In the fourth inning with no runners on base, Jazz Chisholm Jr. challenged a strike call in an 0-0 count and lost. Caballero followed Chisholm in the fifth inning and challenged a strike call with no runners on in an 0-0 count. Boone has said numerous times he wants his team to have a deep understanding of leverage, and these challenges were the opposite. The only time challenging these pitches would make sense is if the call is so egregious it’s guaranteed to be overturned.

“Not very good ones,” Boone said of the challenges. “There’s going to be ebbs and flows of that. We’re going to be aggressive at certain times, and that’s razor-thin calls sometimes. There are going to be weeks where it’s not great. There are going to be weeks where you’re killing it. I think there’s going to be a lot of that, especially when you’re talking about razor-thin calls. Probably not great challenges there.”

We’ve already seen how not having challenges late in games could cost the Yankees more opportunities to win.

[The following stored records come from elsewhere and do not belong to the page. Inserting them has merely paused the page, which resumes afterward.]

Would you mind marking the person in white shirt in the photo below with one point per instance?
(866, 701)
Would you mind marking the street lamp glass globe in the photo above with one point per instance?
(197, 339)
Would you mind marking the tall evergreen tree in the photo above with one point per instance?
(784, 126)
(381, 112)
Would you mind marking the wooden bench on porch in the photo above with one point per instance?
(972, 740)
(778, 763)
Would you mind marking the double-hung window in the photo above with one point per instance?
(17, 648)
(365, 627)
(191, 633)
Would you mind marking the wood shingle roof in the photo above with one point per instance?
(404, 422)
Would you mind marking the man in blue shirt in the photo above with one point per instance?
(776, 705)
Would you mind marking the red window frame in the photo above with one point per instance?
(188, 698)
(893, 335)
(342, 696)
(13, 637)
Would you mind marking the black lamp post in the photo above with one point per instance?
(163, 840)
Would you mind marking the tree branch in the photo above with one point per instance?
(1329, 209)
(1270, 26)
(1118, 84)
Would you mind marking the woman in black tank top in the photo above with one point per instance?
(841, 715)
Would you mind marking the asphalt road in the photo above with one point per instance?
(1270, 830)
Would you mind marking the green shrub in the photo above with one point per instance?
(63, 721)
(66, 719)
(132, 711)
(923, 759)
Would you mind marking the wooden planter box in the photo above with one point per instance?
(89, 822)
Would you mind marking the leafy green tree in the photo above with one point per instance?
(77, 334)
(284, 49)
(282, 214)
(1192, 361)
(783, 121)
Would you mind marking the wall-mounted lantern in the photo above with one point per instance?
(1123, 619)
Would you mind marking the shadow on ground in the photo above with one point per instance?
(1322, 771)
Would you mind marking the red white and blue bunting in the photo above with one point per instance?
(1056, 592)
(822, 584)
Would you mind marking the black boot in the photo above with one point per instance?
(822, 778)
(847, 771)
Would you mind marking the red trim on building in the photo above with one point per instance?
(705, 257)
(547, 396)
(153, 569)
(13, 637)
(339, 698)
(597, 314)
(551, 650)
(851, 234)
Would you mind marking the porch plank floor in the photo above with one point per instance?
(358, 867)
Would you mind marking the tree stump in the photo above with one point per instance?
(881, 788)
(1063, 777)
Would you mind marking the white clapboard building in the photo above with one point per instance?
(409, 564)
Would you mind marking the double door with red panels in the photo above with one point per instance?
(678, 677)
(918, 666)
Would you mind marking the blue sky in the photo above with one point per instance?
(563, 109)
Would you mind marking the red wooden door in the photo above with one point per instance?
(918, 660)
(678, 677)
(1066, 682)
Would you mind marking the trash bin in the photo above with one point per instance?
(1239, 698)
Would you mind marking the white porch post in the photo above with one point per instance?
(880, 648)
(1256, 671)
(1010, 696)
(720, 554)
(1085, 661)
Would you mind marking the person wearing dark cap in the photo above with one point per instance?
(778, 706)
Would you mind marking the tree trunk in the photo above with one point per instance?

In Sunday’s game against the Miami Marlins, multiple calls in the ninth inning would have been overturned if the Yankees had challenges remaining. Instead, the Yankees lost by one run with runners on first and second base.

“The only way we’re going to learn is if we fail sometimes,” said Ben Rice, who hit a pinch-hit home run in the eighth inning. “So those failures we’ve had so far in terms of understanding what the strike zone is for each guy are going to help us make the adjustments when it starts to matter even more later in the year.”

The Yankees should be one of the best teams at challenging. They chased the fewest pitches out of the strike zone last season, which means they have a good understanding of what they should and should not be swinging at. But one of the more alarming early-season trends for the Yankees, which possibly explains why the offense is struggling, is the Yankees are not swinging at pitches in the strike zone. The Yankees rank among the bottom three in Z-Swing and Z-Contact percentages, which measure swings inside the strike zone. That’s not a winning formula.